The Value of Observability
Observability is more than a technical requirement; it’s a strategic asset. It provides intelligence that significantly impacts customer experiences and aligns business, technology, and operations teams. But, it requires comprehensive telemetry.
The Challenge of Enterprise Data
Enterprises struggle with data quality gaps and dispersion, making it challenging to harness actionable insights. However, observability platforms with their ability to ingest diverse logs tackle this through correlation, contextualization, and insights, offering advanced capabilities in root cause analysis.
Effective Logging Practices
Effective logging is about capturing the right information at the right levels. The fundamental requirements for effective logging practice are:
- More contextual than being more descriptive. For instance, a logline is recommended to comply with the following:
- When: A timestamp to show when this log event occurred
- Where: The application name and part of the application that recorded this log event (ex: module name, method name etc)
- What: A crisp meaningful message for a user to understand what just happened in the application
- Severity: A log level indicating the severity of the message. (For instance, error logs should detail specific failure points with error codes, while debug logs provide insights into variable states or decision paths.)
- Identifiers: An identifier pointing to a unique id relevant to the user or application scope as applicable (Session IDs, Trace IDs, Transaction IDs)
- Contextual Information: Depending on the type of event for which the log is generated, it can contain specific contextual information that might provide additional info (ex: error codes, response codes, stack traces, query executed etc)
- Use a standard format for logging or at the minimum ensure logs are easily breakable with fixed delimiters (logging libraries like log4j ensure basic compliance, however the message level compliance to include relevant context is left to the implementor)
Examples
Lets see some examples.
Unstructured Logging
An example of a good logline for unstructured logging is:
2024-02-19T13:45:32.123Z ERROR [UserService] TxnId:abc1235, userId:12345, Message: Failed to retrieve user details,
Error: DatabaseTimeoutException for Query SELECT * FROM users WHERE id=12345.

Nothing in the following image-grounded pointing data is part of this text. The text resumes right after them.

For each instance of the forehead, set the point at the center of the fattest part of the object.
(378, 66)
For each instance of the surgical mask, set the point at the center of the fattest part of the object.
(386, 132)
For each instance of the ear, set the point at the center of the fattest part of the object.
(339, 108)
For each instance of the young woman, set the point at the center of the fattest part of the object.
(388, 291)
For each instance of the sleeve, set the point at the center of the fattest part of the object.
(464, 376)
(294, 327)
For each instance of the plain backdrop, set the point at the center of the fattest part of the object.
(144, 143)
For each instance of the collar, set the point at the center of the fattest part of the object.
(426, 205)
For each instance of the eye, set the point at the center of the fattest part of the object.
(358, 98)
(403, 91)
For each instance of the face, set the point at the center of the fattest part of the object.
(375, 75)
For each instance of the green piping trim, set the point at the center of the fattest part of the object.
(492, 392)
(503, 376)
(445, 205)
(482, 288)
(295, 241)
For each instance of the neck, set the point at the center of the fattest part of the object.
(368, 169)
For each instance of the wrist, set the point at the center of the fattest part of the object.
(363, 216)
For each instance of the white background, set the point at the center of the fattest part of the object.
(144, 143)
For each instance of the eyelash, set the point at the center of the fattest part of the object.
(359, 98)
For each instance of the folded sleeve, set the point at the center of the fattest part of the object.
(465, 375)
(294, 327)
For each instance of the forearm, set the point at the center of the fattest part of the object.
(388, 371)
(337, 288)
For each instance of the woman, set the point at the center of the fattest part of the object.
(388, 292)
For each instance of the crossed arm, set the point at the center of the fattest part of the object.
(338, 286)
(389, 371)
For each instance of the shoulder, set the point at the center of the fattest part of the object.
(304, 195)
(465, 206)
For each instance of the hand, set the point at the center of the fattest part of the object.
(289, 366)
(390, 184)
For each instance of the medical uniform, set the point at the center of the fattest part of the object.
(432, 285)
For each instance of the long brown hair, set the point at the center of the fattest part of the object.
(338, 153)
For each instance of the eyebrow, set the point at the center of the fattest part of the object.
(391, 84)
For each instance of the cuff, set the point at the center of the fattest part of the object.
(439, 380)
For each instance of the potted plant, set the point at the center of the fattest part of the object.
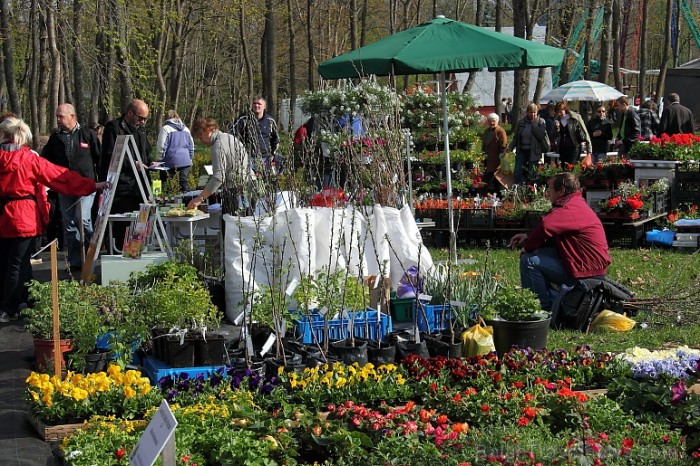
(79, 321)
(517, 318)
(625, 204)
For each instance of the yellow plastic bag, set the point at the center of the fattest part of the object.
(477, 340)
(611, 321)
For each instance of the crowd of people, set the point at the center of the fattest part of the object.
(75, 164)
(559, 136)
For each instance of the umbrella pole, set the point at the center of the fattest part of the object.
(448, 167)
(407, 136)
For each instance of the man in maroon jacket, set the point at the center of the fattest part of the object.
(568, 245)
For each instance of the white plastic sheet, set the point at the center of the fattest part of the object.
(369, 241)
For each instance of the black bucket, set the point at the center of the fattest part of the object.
(348, 354)
(522, 334)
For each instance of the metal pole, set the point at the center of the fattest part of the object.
(57, 355)
(448, 167)
(407, 135)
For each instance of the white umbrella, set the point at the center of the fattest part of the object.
(591, 91)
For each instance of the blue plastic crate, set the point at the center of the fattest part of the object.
(156, 369)
(369, 324)
(438, 317)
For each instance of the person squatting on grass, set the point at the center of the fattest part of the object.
(568, 245)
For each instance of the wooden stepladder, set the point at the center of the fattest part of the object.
(124, 149)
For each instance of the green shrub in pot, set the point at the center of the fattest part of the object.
(513, 303)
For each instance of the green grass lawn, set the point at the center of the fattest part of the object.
(669, 275)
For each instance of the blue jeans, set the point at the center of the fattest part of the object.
(73, 211)
(539, 270)
(521, 165)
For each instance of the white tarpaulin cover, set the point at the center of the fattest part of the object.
(380, 241)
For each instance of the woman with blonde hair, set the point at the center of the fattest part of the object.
(24, 208)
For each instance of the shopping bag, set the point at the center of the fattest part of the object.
(507, 163)
(612, 321)
(587, 161)
(477, 340)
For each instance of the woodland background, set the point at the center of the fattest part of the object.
(209, 58)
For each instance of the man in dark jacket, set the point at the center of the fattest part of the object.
(257, 130)
(675, 119)
(127, 196)
(77, 148)
(630, 126)
(569, 244)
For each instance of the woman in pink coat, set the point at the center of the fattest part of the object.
(24, 208)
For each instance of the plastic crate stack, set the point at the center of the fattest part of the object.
(369, 324)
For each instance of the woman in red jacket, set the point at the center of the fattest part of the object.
(24, 208)
(568, 245)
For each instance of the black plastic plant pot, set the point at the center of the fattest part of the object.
(521, 334)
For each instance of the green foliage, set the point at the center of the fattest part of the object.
(512, 303)
(170, 294)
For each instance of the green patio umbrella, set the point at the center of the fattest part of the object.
(440, 46)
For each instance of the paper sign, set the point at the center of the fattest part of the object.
(154, 438)
(249, 345)
(291, 287)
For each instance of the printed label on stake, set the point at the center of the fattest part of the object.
(268, 344)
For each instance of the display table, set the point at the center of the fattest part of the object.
(118, 268)
(175, 224)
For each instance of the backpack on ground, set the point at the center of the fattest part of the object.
(575, 307)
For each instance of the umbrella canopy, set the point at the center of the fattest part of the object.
(591, 91)
(441, 45)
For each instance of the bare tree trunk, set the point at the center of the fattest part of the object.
(44, 71)
(605, 43)
(78, 100)
(102, 104)
(34, 66)
(542, 72)
(123, 58)
(477, 21)
(363, 22)
(521, 83)
(8, 51)
(661, 82)
(292, 68)
(587, 42)
(55, 54)
(310, 47)
(641, 83)
(244, 51)
(616, 15)
(159, 18)
(270, 70)
(353, 24)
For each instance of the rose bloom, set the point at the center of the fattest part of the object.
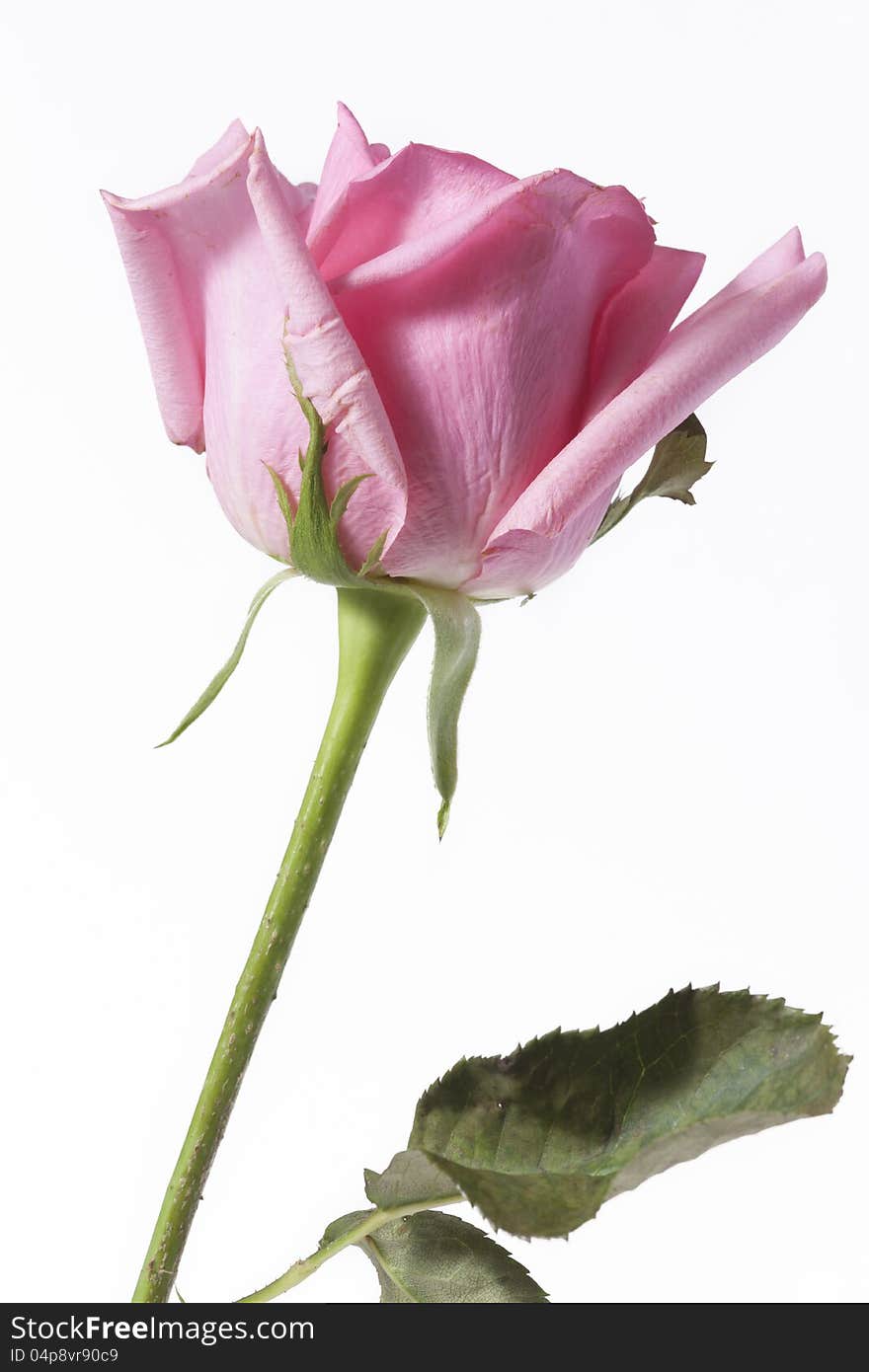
(493, 351)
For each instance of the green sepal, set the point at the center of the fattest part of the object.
(540, 1139)
(677, 464)
(457, 632)
(316, 553)
(220, 679)
(434, 1258)
(313, 541)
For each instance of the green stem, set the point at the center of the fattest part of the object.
(375, 633)
(369, 1223)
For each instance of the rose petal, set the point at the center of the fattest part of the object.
(333, 372)
(400, 200)
(636, 321)
(211, 317)
(743, 323)
(351, 155)
(477, 335)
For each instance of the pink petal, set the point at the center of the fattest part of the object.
(351, 155)
(164, 294)
(636, 321)
(400, 200)
(477, 335)
(742, 324)
(331, 370)
(211, 317)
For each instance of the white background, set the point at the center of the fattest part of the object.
(664, 759)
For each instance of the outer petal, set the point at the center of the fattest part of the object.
(164, 285)
(477, 335)
(331, 369)
(736, 328)
(636, 323)
(211, 317)
(351, 155)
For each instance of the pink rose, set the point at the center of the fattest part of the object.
(493, 351)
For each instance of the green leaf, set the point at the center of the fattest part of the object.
(677, 464)
(218, 681)
(438, 1258)
(315, 548)
(409, 1179)
(540, 1139)
(457, 629)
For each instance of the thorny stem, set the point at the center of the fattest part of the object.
(375, 634)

The above log line contains all the required information in a single line like the timestamp, log level, execution module, specific context information like Transaction ID, User ID and the query that failed with the failure reason. Though unstructured, this is good from the completeness standpoint and breaking this log line into meaningful fields for analytics will generally involve simple grok techniques.
Structured Logging
Structured logging uses standard formats like JSON, and XML for logging which makes consuming the information from the logs for analytics a simple task using standard parsers.

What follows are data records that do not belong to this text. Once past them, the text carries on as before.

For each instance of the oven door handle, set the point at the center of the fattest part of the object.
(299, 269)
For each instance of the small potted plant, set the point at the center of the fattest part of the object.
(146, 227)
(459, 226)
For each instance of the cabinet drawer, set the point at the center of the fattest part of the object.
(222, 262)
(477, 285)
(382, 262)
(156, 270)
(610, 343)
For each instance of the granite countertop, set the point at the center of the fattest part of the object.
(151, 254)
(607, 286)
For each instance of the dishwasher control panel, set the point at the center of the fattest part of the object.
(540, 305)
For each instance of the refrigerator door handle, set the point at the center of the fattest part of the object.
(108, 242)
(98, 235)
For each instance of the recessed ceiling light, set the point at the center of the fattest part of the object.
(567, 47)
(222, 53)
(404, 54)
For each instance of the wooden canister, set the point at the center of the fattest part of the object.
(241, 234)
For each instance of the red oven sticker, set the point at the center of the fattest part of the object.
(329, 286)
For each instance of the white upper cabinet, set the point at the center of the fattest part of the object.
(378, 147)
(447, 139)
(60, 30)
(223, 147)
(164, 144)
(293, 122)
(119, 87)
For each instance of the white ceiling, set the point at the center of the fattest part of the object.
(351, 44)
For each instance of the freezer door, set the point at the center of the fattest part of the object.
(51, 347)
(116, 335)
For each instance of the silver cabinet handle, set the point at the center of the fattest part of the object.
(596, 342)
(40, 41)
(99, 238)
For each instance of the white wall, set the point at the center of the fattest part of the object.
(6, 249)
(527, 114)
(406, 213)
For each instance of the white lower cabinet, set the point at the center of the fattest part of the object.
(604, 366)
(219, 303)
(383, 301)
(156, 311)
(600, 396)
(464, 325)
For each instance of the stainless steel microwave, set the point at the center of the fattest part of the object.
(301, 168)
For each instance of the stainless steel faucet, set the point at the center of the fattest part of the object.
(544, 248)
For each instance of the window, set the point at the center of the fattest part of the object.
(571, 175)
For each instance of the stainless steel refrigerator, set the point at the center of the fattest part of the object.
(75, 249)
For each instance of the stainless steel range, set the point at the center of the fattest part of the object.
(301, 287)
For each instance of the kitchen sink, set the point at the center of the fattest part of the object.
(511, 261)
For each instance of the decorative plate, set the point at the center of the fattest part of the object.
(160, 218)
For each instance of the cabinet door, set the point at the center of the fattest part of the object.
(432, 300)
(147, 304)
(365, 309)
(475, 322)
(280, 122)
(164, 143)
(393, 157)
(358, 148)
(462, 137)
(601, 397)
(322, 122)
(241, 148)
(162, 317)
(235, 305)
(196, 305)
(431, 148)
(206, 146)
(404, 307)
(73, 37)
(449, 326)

{ "timestamp": "2024-02-19T12:35:00Z", "level": "INFO", "message": "HTTP Request Received", "request_details": { "method": "POST", "uri": "/api/v1/orders", "ip_address": "192.168.1.25", "user_agent": "Mozilla/5.0 (compatible; MSIE 10.0; Windows NT 6.1;
Trident/6.0)", "response_status": 200, "response_time_ms": 250 }, "user_id": "12345" }
Error Logging
An example error log that captures all the required information about the error in a JSON format is below:
{ "timestamp": "2024-02-19T12:34:56Z", "level": "ERROR", "message": "Failed to process payment", "error_details": { "exception_type": "PaymentProcessingException", "error_message": "Card expired", "error_code": "RC10", "stack_trace": "Traceback (most recent call last): ..." }, "user_id": "12345",
"transaction_id": "abcde12345", "service": "PaymentService", "additional_info": { "payment_amount": "100.00", "currency": "USD" } }
Observability in Action
The incorporation of unique identifiers in logs, as per the document, enhances the traceability of transactions. This is vital in pinpointing issues and optimizing system performance.
Conclusion
The journey towards enhanced telemetry and observability, though challenging, is substantially rewarding. By adopting these practices, enterprises can ensure their data not only tells a story but narrates a compelling, insightful, and actionable narrative that aligns with their business objectives.